A pesquisa constatou que o Brasil —que abriga a maior parte da ​Amazônia— provavelmente estaria particularmente sujeito ao risco de ondas de calor em um cenário que exceda dois graus Celsius.

Meyer disse que isso poderia levar à "substituição de florestas por campos" e, em última análise, a perda de um sistema vital para absorver o excesso de emissões de dióxido de carbono e evitar a mudança climática.

A bacia amazônica perdeu cerca de um quinto de suas florestas originais, e cientistas alertam que o desmatamento crescente sob o presidente do Brasil, Jair Bolsonaro, de extrema direita, está pressionando a floresta tropical a um ponto de inflexão de 20% a 25% de perdas.

Nesse ponto, a floresta tropical provavelmente secará e se tornará savana, acelerando os impactos das mudanças climáticas, incluindo a extinção de espécies, dizem eles.

Atualmente, um milhão de espécies animais e vegetais estão ameaçadas de extinção —mais do que nunca na história humana.
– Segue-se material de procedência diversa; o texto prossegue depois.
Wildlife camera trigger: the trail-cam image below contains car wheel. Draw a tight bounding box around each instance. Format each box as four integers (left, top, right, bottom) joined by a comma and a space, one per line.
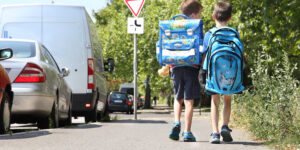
37, 96, 59, 129
60, 105, 72, 127
0, 92, 11, 134
51, 96, 59, 128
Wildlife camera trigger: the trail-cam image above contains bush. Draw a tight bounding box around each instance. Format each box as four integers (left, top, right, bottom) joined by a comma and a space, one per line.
233, 51, 300, 148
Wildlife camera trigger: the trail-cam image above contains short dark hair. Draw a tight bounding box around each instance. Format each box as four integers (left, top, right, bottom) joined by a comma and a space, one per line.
180, 0, 203, 17
213, 1, 232, 22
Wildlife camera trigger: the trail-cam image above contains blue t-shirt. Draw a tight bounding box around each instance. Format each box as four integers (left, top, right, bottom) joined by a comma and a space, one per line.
202, 31, 212, 70
202, 31, 212, 54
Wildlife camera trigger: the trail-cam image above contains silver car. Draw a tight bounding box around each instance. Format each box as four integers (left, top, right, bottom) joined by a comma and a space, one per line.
0, 39, 72, 129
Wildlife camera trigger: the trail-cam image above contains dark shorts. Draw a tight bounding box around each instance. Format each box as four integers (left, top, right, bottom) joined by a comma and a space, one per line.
171, 66, 201, 100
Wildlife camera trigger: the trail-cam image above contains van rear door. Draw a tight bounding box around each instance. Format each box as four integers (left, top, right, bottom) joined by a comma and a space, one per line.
42, 5, 88, 93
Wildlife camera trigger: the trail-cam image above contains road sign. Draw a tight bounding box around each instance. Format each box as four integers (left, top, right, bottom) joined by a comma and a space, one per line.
124, 0, 145, 17
127, 18, 144, 34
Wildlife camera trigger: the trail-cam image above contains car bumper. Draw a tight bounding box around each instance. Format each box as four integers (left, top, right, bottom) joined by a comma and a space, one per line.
72, 92, 97, 116
11, 83, 55, 118
12, 95, 54, 117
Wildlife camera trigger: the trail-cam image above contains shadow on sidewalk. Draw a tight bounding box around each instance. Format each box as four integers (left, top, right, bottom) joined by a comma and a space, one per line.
223, 141, 264, 146
196, 140, 264, 146
109, 120, 168, 124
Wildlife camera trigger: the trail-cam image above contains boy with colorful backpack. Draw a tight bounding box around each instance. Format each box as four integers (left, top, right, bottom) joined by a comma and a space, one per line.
157, 0, 203, 142
202, 1, 245, 144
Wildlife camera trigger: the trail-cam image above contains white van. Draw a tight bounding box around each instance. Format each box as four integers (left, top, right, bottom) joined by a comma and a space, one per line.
0, 4, 114, 122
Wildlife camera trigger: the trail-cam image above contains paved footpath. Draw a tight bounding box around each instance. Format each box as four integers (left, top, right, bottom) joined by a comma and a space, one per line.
0, 104, 271, 150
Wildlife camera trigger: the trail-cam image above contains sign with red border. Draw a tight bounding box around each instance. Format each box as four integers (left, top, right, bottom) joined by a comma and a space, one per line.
124, 0, 145, 17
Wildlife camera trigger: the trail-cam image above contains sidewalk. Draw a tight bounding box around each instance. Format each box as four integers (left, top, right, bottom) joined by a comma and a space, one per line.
106, 104, 272, 150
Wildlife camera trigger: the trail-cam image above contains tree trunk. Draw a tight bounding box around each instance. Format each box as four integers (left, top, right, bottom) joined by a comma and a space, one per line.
144, 76, 151, 109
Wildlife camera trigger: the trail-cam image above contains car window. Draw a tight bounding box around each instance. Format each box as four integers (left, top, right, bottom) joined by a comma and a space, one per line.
41, 46, 60, 72
110, 93, 127, 100
0, 41, 36, 58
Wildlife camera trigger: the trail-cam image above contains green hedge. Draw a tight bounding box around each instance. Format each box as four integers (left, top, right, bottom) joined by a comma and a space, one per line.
232, 52, 300, 148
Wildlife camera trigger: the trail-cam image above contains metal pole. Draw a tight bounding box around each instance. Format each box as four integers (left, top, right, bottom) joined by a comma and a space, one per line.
133, 33, 138, 120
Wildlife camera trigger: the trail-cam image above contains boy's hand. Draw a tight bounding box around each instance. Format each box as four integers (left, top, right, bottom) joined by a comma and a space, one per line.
158, 65, 170, 77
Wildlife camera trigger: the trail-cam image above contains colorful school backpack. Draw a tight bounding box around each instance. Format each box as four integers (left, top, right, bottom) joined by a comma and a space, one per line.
156, 15, 204, 66
203, 27, 245, 95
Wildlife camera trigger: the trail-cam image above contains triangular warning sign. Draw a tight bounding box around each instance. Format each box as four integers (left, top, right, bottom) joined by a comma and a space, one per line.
124, 0, 145, 17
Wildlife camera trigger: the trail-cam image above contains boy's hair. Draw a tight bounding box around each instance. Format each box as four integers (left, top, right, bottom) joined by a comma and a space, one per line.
180, 0, 203, 16
213, 1, 232, 22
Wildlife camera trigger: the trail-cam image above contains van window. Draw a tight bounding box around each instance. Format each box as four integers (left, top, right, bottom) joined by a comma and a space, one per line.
87, 15, 104, 72
0, 41, 36, 58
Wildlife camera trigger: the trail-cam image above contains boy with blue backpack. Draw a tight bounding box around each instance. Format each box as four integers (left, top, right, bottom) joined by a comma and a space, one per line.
157, 0, 203, 142
202, 1, 244, 144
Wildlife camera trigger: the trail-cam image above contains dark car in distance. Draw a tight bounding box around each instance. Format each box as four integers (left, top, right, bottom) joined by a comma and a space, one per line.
107, 91, 133, 114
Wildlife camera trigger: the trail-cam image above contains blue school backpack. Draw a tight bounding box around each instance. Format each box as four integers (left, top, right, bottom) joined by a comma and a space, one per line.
156, 15, 204, 66
203, 27, 244, 95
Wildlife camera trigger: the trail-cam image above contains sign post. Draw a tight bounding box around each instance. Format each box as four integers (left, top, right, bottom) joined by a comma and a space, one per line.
125, 0, 145, 120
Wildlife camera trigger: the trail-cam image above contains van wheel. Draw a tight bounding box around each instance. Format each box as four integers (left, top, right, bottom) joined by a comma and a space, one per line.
85, 105, 97, 123
0, 92, 11, 134
97, 102, 110, 122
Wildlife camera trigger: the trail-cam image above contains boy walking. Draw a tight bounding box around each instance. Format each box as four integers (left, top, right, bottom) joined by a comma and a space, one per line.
202, 1, 236, 144
168, 0, 203, 142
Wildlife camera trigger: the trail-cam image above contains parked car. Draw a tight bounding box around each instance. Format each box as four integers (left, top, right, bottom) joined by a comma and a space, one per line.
107, 91, 133, 114
0, 4, 114, 123
0, 39, 72, 129
0, 48, 13, 134
119, 83, 143, 109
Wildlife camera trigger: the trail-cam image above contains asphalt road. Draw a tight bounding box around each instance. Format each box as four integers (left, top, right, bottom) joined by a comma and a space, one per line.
0, 106, 272, 150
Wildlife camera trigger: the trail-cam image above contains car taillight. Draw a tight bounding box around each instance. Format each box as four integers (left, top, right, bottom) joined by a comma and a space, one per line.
108, 97, 111, 103
14, 63, 46, 83
88, 58, 94, 89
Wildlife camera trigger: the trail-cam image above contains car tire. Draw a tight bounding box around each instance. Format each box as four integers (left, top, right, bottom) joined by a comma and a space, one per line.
0, 92, 11, 134
51, 96, 59, 128
37, 96, 59, 129
60, 105, 72, 127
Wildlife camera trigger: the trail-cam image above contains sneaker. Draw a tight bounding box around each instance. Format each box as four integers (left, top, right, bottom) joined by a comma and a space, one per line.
210, 133, 220, 144
169, 122, 181, 141
221, 125, 233, 142
183, 132, 196, 142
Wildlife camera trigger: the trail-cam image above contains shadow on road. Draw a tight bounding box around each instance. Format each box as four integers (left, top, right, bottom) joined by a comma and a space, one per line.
65, 123, 102, 129
109, 120, 168, 124
0, 131, 51, 140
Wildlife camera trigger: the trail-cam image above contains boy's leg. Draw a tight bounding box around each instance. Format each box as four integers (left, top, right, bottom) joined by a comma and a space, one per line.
222, 95, 232, 126
221, 95, 233, 142
183, 99, 194, 132
183, 99, 196, 142
210, 94, 221, 144
211, 94, 220, 134
174, 99, 184, 122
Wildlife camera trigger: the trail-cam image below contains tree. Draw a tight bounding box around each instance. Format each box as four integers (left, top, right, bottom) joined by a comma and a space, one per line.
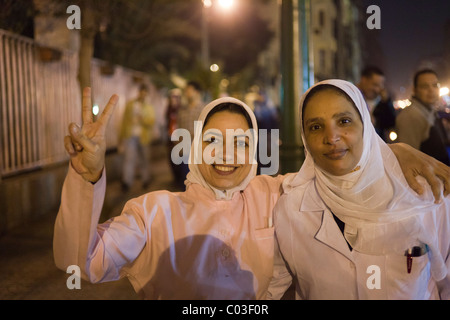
94, 0, 201, 87
93, 0, 274, 93
0, 0, 36, 37
2, 0, 274, 94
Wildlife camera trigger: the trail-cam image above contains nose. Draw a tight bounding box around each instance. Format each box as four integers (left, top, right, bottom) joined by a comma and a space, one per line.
214, 141, 235, 164
323, 125, 340, 145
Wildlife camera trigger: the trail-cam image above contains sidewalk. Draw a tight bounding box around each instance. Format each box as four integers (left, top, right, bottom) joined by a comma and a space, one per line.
0, 143, 181, 300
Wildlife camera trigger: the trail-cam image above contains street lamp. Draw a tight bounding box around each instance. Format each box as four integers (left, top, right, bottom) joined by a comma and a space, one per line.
218, 0, 235, 10
202, 0, 211, 68
201, 0, 235, 69
210, 64, 220, 72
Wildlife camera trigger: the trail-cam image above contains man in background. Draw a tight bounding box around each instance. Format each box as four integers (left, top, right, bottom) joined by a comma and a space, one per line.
357, 66, 396, 142
396, 69, 450, 165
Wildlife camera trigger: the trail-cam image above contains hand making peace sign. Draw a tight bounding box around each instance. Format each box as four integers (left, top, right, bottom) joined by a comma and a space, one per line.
64, 87, 119, 183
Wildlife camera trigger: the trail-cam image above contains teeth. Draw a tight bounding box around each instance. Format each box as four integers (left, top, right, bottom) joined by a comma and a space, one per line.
215, 165, 235, 172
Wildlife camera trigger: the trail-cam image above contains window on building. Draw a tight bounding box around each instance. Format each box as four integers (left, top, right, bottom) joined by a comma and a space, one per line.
319, 10, 325, 28
319, 49, 326, 74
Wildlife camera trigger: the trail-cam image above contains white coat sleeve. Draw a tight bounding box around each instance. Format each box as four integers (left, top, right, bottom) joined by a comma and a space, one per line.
53, 165, 147, 283
266, 235, 293, 300
436, 201, 450, 300
437, 253, 450, 300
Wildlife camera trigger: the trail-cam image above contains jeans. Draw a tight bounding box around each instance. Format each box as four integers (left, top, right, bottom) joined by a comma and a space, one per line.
122, 136, 151, 187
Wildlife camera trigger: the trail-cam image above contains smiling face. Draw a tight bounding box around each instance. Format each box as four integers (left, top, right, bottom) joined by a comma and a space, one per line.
198, 110, 253, 190
303, 88, 364, 176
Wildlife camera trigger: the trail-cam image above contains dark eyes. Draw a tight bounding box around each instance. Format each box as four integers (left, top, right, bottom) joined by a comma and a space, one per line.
209, 136, 219, 144
307, 118, 353, 132
206, 137, 248, 147
309, 124, 321, 131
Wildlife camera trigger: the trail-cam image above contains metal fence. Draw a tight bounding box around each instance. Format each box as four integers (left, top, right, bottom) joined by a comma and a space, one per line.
0, 29, 165, 178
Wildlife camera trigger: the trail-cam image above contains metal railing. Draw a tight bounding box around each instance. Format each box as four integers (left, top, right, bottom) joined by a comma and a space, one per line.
0, 29, 81, 177
0, 29, 164, 178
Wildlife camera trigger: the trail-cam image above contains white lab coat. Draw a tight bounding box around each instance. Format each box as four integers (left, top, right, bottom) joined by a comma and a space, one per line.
267, 180, 450, 300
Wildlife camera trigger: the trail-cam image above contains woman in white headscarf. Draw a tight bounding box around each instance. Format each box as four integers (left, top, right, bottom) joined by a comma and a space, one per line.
55, 88, 448, 300
267, 80, 449, 300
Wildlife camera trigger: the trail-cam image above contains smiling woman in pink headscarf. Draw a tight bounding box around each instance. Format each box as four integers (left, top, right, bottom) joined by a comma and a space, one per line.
268, 80, 449, 300
55, 92, 285, 299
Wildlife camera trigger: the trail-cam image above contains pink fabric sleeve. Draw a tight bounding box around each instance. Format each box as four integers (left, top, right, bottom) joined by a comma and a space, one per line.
53, 165, 147, 283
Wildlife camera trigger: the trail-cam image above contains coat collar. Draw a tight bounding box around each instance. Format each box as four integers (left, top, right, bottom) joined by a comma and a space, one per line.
314, 210, 354, 261
299, 181, 354, 261
299, 180, 325, 212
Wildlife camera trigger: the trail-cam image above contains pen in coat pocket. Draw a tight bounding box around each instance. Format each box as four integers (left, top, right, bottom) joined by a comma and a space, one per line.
405, 244, 429, 274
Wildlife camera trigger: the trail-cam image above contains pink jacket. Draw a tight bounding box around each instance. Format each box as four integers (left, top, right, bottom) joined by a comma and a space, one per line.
54, 165, 286, 299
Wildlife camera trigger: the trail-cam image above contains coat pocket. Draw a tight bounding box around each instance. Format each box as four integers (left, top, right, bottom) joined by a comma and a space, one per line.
254, 226, 275, 240
386, 253, 431, 299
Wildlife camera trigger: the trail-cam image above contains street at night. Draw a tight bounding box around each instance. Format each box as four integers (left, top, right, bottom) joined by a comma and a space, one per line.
1, 0, 449, 304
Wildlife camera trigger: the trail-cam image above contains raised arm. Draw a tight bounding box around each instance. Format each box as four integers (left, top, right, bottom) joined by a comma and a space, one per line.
389, 143, 450, 203
54, 88, 132, 281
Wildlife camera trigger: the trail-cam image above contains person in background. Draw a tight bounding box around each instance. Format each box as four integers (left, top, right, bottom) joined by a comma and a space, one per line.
396, 69, 450, 165
165, 88, 183, 189
119, 84, 155, 191
176, 81, 205, 188
357, 66, 396, 142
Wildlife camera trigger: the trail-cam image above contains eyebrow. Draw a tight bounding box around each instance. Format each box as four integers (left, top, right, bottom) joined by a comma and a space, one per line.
305, 111, 355, 125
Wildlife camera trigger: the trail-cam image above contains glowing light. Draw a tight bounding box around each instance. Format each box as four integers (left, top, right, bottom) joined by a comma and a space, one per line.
203, 0, 212, 8
92, 104, 99, 116
440, 87, 449, 97
394, 99, 412, 109
218, 0, 234, 10
389, 131, 398, 142
210, 64, 220, 72
220, 78, 230, 87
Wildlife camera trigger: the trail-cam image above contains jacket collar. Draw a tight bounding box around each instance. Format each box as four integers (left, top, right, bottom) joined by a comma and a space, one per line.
299, 181, 354, 261
299, 181, 325, 212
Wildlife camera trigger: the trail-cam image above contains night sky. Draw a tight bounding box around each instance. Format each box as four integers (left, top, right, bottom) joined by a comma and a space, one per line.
362, 0, 450, 99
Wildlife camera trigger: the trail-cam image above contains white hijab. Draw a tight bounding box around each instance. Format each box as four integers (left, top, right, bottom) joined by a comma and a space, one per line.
185, 97, 259, 201
284, 79, 446, 281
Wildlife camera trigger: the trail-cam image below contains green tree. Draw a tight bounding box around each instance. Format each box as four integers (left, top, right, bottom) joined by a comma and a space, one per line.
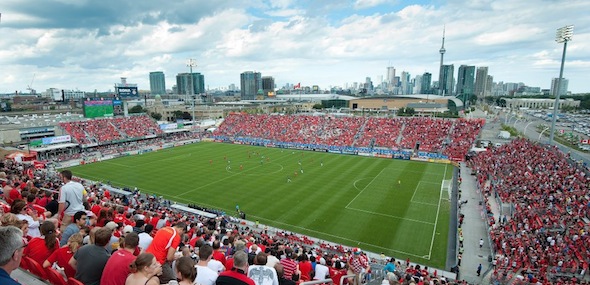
129, 105, 144, 113
312, 104, 323, 109
172, 110, 184, 120
150, 112, 162, 120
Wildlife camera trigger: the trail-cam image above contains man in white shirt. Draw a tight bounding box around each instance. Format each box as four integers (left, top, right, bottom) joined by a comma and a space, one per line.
195, 244, 218, 285
265, 249, 280, 268
138, 224, 154, 253
248, 252, 278, 285
313, 257, 330, 280
58, 170, 85, 232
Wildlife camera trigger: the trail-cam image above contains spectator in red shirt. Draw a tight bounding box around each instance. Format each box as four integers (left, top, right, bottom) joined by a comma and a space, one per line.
213, 240, 227, 267
279, 249, 297, 281
24, 220, 59, 265
43, 233, 83, 279
146, 222, 186, 284
297, 254, 312, 281
101, 232, 140, 285
37, 190, 52, 208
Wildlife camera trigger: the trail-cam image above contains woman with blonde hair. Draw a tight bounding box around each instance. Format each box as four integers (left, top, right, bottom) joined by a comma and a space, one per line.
125, 252, 161, 285
43, 233, 83, 279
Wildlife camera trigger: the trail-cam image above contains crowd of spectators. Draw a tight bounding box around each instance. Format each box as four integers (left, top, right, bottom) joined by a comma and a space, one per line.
214, 113, 483, 160
40, 131, 202, 163
0, 154, 471, 285
58, 115, 163, 145
469, 138, 590, 284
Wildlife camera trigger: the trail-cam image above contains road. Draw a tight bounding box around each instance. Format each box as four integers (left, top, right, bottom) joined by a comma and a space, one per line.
495, 109, 590, 166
Só na Amazônia, mais de 10 mil espécies correm risco de desaparecer devido ao desflorestamento para criação de gado, cultivo de soja e outros usos.

O novo estudo analisou mais de 30 mil espécies em todo o mundo, usando uma simulação em que o aumento da temperatura global excederia 2 graus Celsius entre 2041 e 2102.

Em tal situação, a pesquisa constatou que 728 espécies da região amazônica e de outros ecossistemas brasileiros seriam expostas a temperaturas inseguras. Para evitar tais cenários, alguns especialistas argumentaram que tecnologias de remoção de dióxido de carbono devem ser priorizadas como solução.

Um relatório do Painel Intergovernamental sobre Mudança Climática da ONU (IPCC) descobriu, em abril, que a extração de dióxido de carbono da atmosfera será agora a chave para se alcançar as metas do Acordo de Paris, na medida em que as emissões globais continuam a aumentar.

No entanto, uma coautora do estudo, Joanne Bentley, disse que as tecnologias de remoção, bem como soluções baseadas na natureza, como o plantio de mais árvores que absorvem dióxido de carbono, incluem riscos próprios e não podem reverter a perda de biodiversidade.

"É importante perceber que não existe panaceia para mitigar os impactos das mudanças climáticas", disse Bentley, que também participa da Iniciativa Africana de Clima e Desenvolvimento da UCT.

"Se ultrapassarmos os 2 graus Celsius de aquecimento global, poderemos pagar caro em termos de perda de biodiversidade, comprometendo a provisão de serviços do ecossistema de que todos dependemos", acrescentou.